Derrière le nom improbable Her Name Is Calla se cachent quatre musiciens anglais débarqués de Leicester, réunis en 2004 et signés chez Gizeh Records. Encore jeune, le groupe sort coup sur coup deux eps marquants en 2007. Condor&River (en édition limitée à 250 exemplaires) s'impose comme une pièce épique de 16 minutes qui emprunte à la fois au meilleur du Post-Rock (GY!BE pour n'en citer qu'un) et à l'intimité classieuse de l'indie slow-core (façon iLiKETRAiNS / avec qui le groupe se rapproche) pour une descente sans fin au plus sombre de l'âme. Le second disque, A Moment Of Clarity, vient confirmer en deux titres le talent d'un groupe toujours à la recherche de reconnaissance au travers de ses envolées lyriques.

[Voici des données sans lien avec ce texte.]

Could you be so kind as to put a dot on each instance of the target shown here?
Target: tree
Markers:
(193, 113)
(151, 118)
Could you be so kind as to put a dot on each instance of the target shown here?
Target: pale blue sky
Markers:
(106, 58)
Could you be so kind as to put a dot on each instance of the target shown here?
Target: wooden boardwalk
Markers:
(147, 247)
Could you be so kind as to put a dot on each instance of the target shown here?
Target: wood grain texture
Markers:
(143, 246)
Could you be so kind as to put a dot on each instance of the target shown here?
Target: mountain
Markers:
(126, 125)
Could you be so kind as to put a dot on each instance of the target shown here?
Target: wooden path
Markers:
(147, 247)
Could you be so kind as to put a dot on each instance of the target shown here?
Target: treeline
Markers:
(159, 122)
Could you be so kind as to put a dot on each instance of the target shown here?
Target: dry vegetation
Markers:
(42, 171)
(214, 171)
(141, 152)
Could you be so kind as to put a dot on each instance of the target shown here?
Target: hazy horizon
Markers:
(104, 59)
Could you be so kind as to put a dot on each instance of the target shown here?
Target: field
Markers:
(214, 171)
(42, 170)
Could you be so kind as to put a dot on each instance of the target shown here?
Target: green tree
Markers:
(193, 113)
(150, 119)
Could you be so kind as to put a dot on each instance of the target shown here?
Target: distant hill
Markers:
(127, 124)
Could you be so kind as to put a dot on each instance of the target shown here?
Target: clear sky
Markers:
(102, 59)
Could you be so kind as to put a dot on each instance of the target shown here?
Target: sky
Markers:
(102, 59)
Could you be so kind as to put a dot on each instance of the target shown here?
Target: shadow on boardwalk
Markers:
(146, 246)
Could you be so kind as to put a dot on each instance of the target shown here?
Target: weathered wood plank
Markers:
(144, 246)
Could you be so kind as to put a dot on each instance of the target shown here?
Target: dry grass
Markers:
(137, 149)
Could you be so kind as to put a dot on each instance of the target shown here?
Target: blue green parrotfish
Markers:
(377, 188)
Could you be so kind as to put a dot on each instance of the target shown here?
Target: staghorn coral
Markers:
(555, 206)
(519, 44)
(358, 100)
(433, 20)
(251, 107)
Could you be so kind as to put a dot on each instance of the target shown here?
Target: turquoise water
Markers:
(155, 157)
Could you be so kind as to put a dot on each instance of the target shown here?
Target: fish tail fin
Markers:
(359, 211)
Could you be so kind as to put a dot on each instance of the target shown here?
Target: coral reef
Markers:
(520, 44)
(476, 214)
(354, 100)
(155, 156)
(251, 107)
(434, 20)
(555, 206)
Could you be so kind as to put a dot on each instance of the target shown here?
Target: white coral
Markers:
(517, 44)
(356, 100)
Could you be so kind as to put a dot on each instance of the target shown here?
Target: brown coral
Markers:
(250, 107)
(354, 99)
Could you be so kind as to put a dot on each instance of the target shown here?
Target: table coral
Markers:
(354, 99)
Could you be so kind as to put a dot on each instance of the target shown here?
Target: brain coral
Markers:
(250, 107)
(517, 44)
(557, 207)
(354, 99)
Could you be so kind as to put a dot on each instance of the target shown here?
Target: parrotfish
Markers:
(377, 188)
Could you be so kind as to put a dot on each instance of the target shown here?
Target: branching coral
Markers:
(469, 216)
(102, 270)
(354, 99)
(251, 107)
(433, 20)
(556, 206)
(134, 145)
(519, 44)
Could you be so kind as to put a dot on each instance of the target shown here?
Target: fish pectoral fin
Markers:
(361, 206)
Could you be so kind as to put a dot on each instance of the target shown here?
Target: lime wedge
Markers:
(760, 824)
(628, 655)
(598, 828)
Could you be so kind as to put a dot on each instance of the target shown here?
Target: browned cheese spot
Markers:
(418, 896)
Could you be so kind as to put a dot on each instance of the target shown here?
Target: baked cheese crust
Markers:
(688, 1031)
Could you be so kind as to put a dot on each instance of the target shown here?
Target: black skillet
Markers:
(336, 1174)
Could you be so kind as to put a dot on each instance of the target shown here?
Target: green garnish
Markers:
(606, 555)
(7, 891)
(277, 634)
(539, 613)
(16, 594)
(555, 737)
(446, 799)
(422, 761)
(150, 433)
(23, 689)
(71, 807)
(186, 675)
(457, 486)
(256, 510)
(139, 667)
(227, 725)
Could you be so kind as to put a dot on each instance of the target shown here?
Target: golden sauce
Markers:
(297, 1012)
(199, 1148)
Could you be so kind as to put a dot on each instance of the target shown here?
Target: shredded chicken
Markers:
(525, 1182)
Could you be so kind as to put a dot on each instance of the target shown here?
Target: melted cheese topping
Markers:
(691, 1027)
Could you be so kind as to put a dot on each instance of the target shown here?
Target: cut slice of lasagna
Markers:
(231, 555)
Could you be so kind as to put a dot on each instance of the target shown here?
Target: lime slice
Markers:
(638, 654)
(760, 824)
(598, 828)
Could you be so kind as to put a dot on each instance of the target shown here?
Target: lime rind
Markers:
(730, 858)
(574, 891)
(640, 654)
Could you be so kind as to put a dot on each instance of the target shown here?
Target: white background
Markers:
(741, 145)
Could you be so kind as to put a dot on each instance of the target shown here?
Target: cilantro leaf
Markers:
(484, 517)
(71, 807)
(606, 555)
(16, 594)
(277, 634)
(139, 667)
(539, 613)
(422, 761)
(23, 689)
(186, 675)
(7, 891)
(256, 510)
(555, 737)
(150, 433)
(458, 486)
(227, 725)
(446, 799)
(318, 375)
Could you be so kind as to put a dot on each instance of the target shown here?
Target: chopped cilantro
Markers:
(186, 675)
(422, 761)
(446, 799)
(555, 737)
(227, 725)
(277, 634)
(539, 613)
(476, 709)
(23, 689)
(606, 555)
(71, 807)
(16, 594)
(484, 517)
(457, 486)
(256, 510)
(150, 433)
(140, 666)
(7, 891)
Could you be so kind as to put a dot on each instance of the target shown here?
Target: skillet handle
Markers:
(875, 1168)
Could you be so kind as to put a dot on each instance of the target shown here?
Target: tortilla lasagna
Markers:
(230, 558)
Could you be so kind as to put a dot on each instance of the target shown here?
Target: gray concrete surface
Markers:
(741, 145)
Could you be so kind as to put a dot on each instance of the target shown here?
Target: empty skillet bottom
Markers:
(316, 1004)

En 2008, à pas feutrés et tout en prenant son temps, Her Name Is Calla présente The Heritage, son premier album mêlant judicieusement mélodies lumineuses et plongées en abysses, qui se prolonge à l'occasion d'un split avec leurs voisins de Maybeshewill la même année. En 2009, ils signent chez Denovali Records qui réédite leurs disques. L'année 2010 est très productives pour les anglais qui sortent un ep, Long Grass, puis un second effort, The Quiet LambMaw, un nouvel ep, parait en 2011.

15.5 / 20
1 commentaire (17.5/20).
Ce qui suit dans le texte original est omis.